Letras
Joel Bañuelos Martínez
“¡Arriba Chilapa, tierra de hombres! Sin agraviar a los presentes…”
La frase corresponde al saludo de un paisano que Bravonel conoció en la empresa en la que trabajó por más de tres décadas: su amigo Leonardo “Leo” Uribe Castellanos, precisamente nacido en Chilapa, pequeño poblado situado entre El Tamarindo y el crucero de Mexcaltitán, por la carretera México 15, cercas de Peñitas y perteneciente al municipio de Rosamorada.
Bravonel, desde su salida del pueblo, siguió regresando periódicamente, y la verdad es que nunca pudo deshacerse del cordón umbilical que lo sigue uniendo a la tierra que lo vio nacer. Así que constantemente viajó, aprovechando el descanso, los festivos, o de plano las vacaciones. No faltó el pretexto para, de vez en cuando, echar la vuelta y no desprenderse de sus orígenes.
Aconteció un día que paseaba por las calles de Ruíz. Eran como las cuatro de la tarde por la carretera al oriente, cuando al pasar por la gasolinera oyó una voz conocida que le decía:
-¡Quiúbole, vale! ¿Cuándo llegaste?
Era su amigo Mario “Marichi” Canales Arellano, con quien trabajó en la Panadería La Olímpica, que un día estuvo ubicada por la calle Veracruz, esquina con Constitución, propiedad de Ausencio “Chencho” Canales, su hermano, hijos los dos de don Chabelo “El Diablo” Canales. Dicha panadería estaba en un inmueble en forma de escuadra que disponía por dentro de un largo andador y tres grandes cuartos en donde el dueño almacenaba sartas de tabaco ya seco; la parte de la esquina la rentaba a los Canales para su negocio de pan.
-¡Llegué ayer en la tarde! -contestó Bravonel, mientras Mario abastecía de combustible la camioneta de redilas cargada de entregas de pan.
-¡Vamos a Chilapa, súbete!
-¡Vamos, pues! ¿Habrá dónde comer algo?
-¡Pues mira, vale, hay una cantina en la entrada y sirven buena botana!

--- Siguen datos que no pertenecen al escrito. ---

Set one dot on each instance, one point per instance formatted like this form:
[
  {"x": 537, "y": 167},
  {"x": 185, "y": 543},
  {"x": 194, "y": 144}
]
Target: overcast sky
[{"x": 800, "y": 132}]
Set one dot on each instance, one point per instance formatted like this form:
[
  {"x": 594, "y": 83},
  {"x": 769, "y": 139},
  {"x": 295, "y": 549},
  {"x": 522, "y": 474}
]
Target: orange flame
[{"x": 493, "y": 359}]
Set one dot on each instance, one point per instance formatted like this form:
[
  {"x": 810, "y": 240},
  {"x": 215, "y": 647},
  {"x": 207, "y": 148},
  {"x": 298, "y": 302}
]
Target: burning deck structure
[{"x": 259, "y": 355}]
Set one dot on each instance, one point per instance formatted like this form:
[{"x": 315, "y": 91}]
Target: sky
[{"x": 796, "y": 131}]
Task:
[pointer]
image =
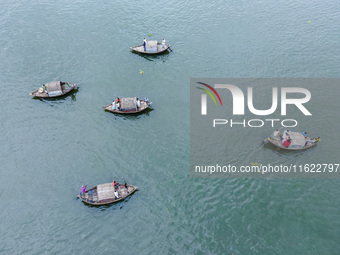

Pagó Mario la carga de gasolina y arrancaron rumbo al poniente; el sol estaba arriba del cerro de Peñas.
Entraron al Vado de San Pedro y visitaron tres tiendas, luego llegaron a Peñas y surtieron otras tantas entregas; tomaron la carretera internacional, pasaron El Tamarindo y llegaron a su destino. En efecto, a escasos metros de la entrada, al lado derecho, estaba una casa de ladrillos sin enjarre, con una fresca ramada de lámina de asbesto y palmas de cocotero; varias mesas de madera con cuatro sillas cada una, y la música de una rocola que se confundía con el barullo de los parroquianos que abarrotaban el lugar. El olor a pescado frito hacía una cordial invitación a Bravonel.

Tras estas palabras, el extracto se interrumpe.